Redis Pub/Sub channels can have multiple subscribers, but too many may have a performance impact (unlike real radio which works perfectly for unlimited receivers). Image used under license from Shutterstock.com. Contributor: jimeone
What are appropriate use cases for the Redis Pub/Sub “connected” delivery semantics?
Finally, I wondered if Apache Kafka can do something similar to Redis Pub/Sub? Can Kafka do:
Yes. This corresponds to multiple consumer groups in Kafka. A message sent to a Kafka topic with multiple consumer groups is received by one consumer in each group. However, to ensure that only a single consumer per consumer group gets each message, in Kafka you would have a sole subscriber per consumer group.
Redis Pub/Sub messages don’t have a key, just a value, although in Redis the channel is really the key.
Yes, as keys are optional in Kafka. If there’s no key, then Kafka uses a round-robin load-balancing algorithm to distribute the messages sent to a topic among the available consumers in each group. If there’s only one consumer, then that consumer gets all the messages.

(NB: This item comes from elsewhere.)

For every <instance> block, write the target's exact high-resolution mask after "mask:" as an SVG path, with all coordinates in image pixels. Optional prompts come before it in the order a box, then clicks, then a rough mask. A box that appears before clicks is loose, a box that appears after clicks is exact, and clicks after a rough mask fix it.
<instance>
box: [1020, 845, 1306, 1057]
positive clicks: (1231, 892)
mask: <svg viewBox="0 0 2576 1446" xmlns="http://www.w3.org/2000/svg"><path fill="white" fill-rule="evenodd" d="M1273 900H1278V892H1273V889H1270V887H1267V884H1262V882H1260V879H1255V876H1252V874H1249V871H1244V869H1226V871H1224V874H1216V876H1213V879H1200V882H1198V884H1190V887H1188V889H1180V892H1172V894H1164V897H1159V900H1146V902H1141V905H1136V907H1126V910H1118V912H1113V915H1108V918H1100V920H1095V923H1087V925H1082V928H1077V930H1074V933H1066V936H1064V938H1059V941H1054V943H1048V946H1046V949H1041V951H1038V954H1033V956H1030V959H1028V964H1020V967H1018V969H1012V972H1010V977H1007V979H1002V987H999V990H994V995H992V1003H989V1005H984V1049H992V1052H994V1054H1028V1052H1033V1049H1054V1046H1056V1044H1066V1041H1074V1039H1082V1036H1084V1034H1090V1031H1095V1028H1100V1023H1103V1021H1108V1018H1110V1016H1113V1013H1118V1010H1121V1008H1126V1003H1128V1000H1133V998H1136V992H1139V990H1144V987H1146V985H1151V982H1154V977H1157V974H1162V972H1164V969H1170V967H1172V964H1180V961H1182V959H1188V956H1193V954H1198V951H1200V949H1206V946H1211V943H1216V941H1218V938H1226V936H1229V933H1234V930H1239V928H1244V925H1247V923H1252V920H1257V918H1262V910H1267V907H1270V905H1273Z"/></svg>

Yes, Kafka can do this as well, as Kafka consumers can choose what offset, or alternately time, to read from, enabling tricks like replaying the same messages, reliable disconnected delivery from the last read message and skipping messages etc. Kafka consumers poll for messages, so each time they poll, they can choose to read from the next (unread) offset, or alternatively, they can skip the unread messages and start reading from the end offset (using seekToEnd()), and only read new messages. This is certainly not the normal model of operation for Kafka, but it is logically possible and fits several use cases and operational requirements, such as if consumers are getting behind, they can catch up by skipping messages, etc.
Redis Pub/Sub is designed for speed (low latency), but only with low numbers of subscribers. Subscribers don’t poll and while subscribed/connected are able to receive push notifications very quickly from the Redis broker — in the low milliseconds, even less than 1 millisecond as confirmed by this benchmark.
Also note that some articles report that Redis Pub/Sub performance is sensitive to message size; it works well with small messages, but not large ones.
Average Kafka latency is typically in the low 10s of milliseconds. (The average producer latency was 15 to 30 milliseconds reported in our partition benchmarking article).
Kafka also wasn’t designed for large messages, but it can work with reasonably large messages, even up to 1GB, particularly if compression is enabled and potentially in conjunction with Kafka tiered storage.
To maximize Redis throughput, you need to pipeline the producer publish operation, but this will push out the latency, so you can’t have both low latency and high throughput with Redis Pub/Sub.
Redis is mostly single-threaded, so the only way to improve broker concurrency is by increasing the number of nodes in a cluster.
On the other hand, Kafka consumers rely on polling, and potentially batching of messages, so the latency will be potentially slightly higher, typically 10s of milliseconds. However, scalability is better due to Kafka consumer groups and topic partitions, which enable very high consumer concurrency backed by broker concurrency (multiple nodes and partitions).
And just a reminder that Redis Pub/Sub isn’t durable (the channels are in-memory only), but Kafka is highly durable (it’s disk-based, and has configurable replication to multiple different nodes).
Kafka also has automatic failover for consumers in groups — if consumers fail, others take over (but watch out for rebalancing storms). And Kafka Connect enables higher reliability by automatically restarting connector tasks for some failure modes. Given that Redis Pub/Sub doesn’t have the concept of subscriber groups, you are on your own here and would need to handle this differently, perhaps running Redis subscriber clients in Kubernetes pods with automatic restarts and scaling, etc.